The dietitian believes that the Saudis who take food supplements often do so more to benefit their appearance than their health. 

“Saudi women consume more dietary supplements than other people in Saudi Arabia,” she said. 

“They do so either to lose weight or to care for their hair and nails. Bodybuilders also take large amounts of supplements.”

However, both groups, according to Idriss, tend to take supplements on the recommendation of friends and trainers, not doctors. 

She warned that commercials and social-media rumors can persuade people to buy supplements online that may not be approved as safe by the Saudi Food and Drug Authority, and advised people to get as much of their daily nutrient needs as possible from healthy eating.

Dr. Rowaidah Idriss

“Along with vitamins and minerals, a healthy diet provides fiber and hundreds of protective phytochemicals, something a supplement cannot do,” she said, adding that the body absorbs natural food more effectively than supplements.

In addition, combining supplements with medications can have dangerous, even life-threatening, effects. 

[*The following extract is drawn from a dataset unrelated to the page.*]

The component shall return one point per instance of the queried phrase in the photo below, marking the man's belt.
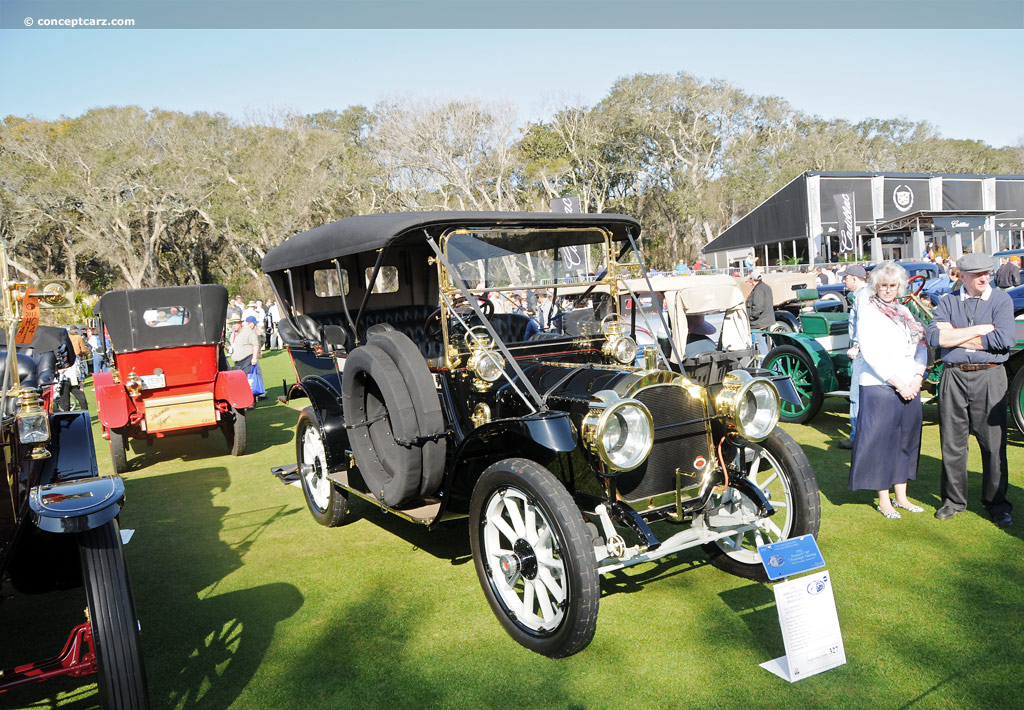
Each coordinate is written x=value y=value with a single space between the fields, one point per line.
x=973 y=367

“Drugs for heart disease and depression, treatments for organ transplants, and birth-control pills are less effective when taken with herbal supplements,” she said.

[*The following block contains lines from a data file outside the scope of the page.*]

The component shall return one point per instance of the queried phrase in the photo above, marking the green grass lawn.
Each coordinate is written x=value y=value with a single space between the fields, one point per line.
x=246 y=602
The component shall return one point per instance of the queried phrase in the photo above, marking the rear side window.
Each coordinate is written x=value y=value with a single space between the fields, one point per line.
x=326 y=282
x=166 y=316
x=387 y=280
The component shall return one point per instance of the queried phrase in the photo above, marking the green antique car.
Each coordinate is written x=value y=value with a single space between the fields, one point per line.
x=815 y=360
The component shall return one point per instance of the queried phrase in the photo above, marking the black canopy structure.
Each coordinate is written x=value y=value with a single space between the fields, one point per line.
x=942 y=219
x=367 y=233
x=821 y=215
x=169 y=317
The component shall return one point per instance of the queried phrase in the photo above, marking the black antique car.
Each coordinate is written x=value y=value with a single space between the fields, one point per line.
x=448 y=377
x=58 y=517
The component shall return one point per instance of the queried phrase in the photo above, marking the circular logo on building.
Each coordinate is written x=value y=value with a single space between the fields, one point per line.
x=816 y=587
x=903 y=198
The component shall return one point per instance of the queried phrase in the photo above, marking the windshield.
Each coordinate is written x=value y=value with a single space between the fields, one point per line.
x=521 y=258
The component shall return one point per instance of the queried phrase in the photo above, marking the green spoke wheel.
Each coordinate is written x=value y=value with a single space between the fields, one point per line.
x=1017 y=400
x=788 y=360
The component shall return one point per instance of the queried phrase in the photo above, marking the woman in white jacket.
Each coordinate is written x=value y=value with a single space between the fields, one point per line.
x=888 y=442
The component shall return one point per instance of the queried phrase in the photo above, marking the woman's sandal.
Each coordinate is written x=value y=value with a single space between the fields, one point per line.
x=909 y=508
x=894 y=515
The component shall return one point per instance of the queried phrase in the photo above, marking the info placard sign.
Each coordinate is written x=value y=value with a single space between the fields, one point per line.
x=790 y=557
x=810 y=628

“Taking an anticoagulant, aspirin, and a vitamin E supplement together may increase the potential for internal bleeding or even stroke.”


Natural sources

With the spread of fast-food restaurants and their alluring ads, the long-term health of the Saudi people is in danger, as children and young people snub natural sources of nutrients, such as fruit and vegetables. 

“This can lead to many deficiency diseases. Moreover, vegetarians can develop similar illnesses due to the absence of meat in their diet,” she said.
Dr. Ashraf Ameer, a family-medicine consultant, said the importance of nutritional supplements lies in treating mineral and vitamin deficiency, especially for pregnant women, growing children, diabetics, people with chronic diseases, and the elderly. 

“However, these products should come from reliable companies and meet Saudi food and drug requirements,”he added.

Mohammed Yaseen, who has a food supplements business, said his company works with a leading British health-care company to provide the Saudi market with high quality products.

“With this we hope we can contribute to the national transformation program by raising private-sector spending in health care from 25 percent to 35 percent, which in turn would lead to the sector’s financial sustainability and boost economic and social development in the Kingdom,” Yaseen said.


Vitamin Terms

DHA stands for docosahexaenoic acid. EPA stands for eicosapentaenoic acid.  Phytochemical is a biologically active compound found in plants.